Theme One is simply how do you empower people? The student should differentiate motivation from empowerment. It might also be useful to go back to week one and review the idea that motivating followers is really a better tool for the manager rather than the leader because it can be specific in nature and answer an intrinsic or extrinsic need of the follower. Empowerment is the tool of choice for the leader primarily because it must be insured through the organizational structure and culture. The leader is creating structural empowerment and building trust to keep the vision and future clear for forward motion.

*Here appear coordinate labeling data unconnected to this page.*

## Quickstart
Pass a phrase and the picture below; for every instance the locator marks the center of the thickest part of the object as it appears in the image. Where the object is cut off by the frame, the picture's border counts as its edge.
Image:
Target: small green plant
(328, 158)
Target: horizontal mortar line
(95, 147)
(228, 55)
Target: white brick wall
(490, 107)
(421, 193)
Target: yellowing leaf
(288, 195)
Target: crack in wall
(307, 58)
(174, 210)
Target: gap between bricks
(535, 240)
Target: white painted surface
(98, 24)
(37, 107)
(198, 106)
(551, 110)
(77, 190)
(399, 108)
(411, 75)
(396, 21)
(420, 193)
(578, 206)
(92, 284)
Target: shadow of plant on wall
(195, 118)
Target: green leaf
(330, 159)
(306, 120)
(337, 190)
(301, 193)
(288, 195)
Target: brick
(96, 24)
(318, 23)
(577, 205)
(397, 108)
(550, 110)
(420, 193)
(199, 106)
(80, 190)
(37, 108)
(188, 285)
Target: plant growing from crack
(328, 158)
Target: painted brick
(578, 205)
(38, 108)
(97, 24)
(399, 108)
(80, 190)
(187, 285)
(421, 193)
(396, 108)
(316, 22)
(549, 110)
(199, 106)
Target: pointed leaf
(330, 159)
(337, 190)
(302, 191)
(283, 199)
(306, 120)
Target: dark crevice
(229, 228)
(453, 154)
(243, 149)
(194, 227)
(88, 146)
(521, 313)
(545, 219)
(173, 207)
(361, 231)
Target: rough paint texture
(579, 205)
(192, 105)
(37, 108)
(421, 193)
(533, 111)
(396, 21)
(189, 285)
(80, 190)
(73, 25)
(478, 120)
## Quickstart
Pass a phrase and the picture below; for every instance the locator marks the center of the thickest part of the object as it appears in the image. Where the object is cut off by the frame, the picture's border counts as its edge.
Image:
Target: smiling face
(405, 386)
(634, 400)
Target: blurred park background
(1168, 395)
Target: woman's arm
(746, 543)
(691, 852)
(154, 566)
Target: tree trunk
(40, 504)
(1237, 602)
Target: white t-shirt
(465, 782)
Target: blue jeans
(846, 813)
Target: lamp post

Learning Activity (empowerment vs. motivation)

Part One:

Research the concept of structural empowerment starting with your reading and move to the Internet and answer these questions: What is meant by structural empowerment? Why is it an important tool for the leader? Is empowerment the tool of the manager too? How does empowerment differ from motivation? How can a leader empower their organization’s structure and culture?

Part Two:

Go back to your week two case study and reevaluate the structure created. Does the structure allow for empowerment? If so, please refer to the structure created in week 2 for Purvis.

Theme two is about learning the skills needed to create followers and the art of building trust so that change and movement can occur in the organization.

Learning Activity (addresses power and influence)

View Office Politics

This video uses the word manager and leader interchangeably. Keep in mind that the role of the leader is to make all employees followers.

Assignment:

Using the facts below explain how Reid can get around the office politics and make his decision to his satisfaction and for the best interests of the organization. Be careful to include in your discussion the types of power and the tools that help make leadership happen.

THE UNHEALTHY HOSPITAL:

When Bruce Reid was hired as Blake Memorial Hospital’s new CEO, the mandate had been clear: Improve the quality of care, and set the financial house in order.

As Reid struggled to finalize his budget for approval at next week’s board meeting, his attention kept returning to one issue—the future of six off-site clinics. The clinics had been set up six years earlier to provide primary health care to the community’s poorer neighborhoods. Although they provided a valuable service, they also diverted funds away from Blake’s in-house services, many of which were underfunded. Cutting hospital personnel and freezing salaries could affect Blake’s quality of care that was already slipping. Eliminating the clinics, on the other hand, would save $256,000 without compromising Blake’s internal operations.

However, there would be political consequences. Clara Bryant, the recently appointed commissioner of health services, repeatedly insisted that the clinics were an essential service for the poor. Closing the clinics could also jeopardize Blake’s access to city funds. Dr. Winston Lee, chief of surgery, argued forcefully for closing the off-site clinics and having shuttle buses bring patients to the hospital weekly. Dr. Susan Russell, the hospital’s director of clinics, was equally vocal about Blake’s responsibility to the community, and suggested an entirely new way of delivering health care: “A hospital is not a building,” she said, “It’s a service. And wherever the service is needed, that is where the hospital should be.” In Blake’s case, that meant funding more clinics. Russell wanted to create a network of neighborhood-based centers for all the surrounding neighborhoods, poor and middle income. Besides improving health care, the network would act as an inpatient referral system for hospital services. Reid considered the proposal: If a clinic network could tap the paying public and generate more inpatient business, it might be worth looking into. Blake’s rival hospital, located on the affluent side of town, certainly wasn’t doing anything that creative. Reid was concerned, however, that whichever way he decided, he was going to make enemies.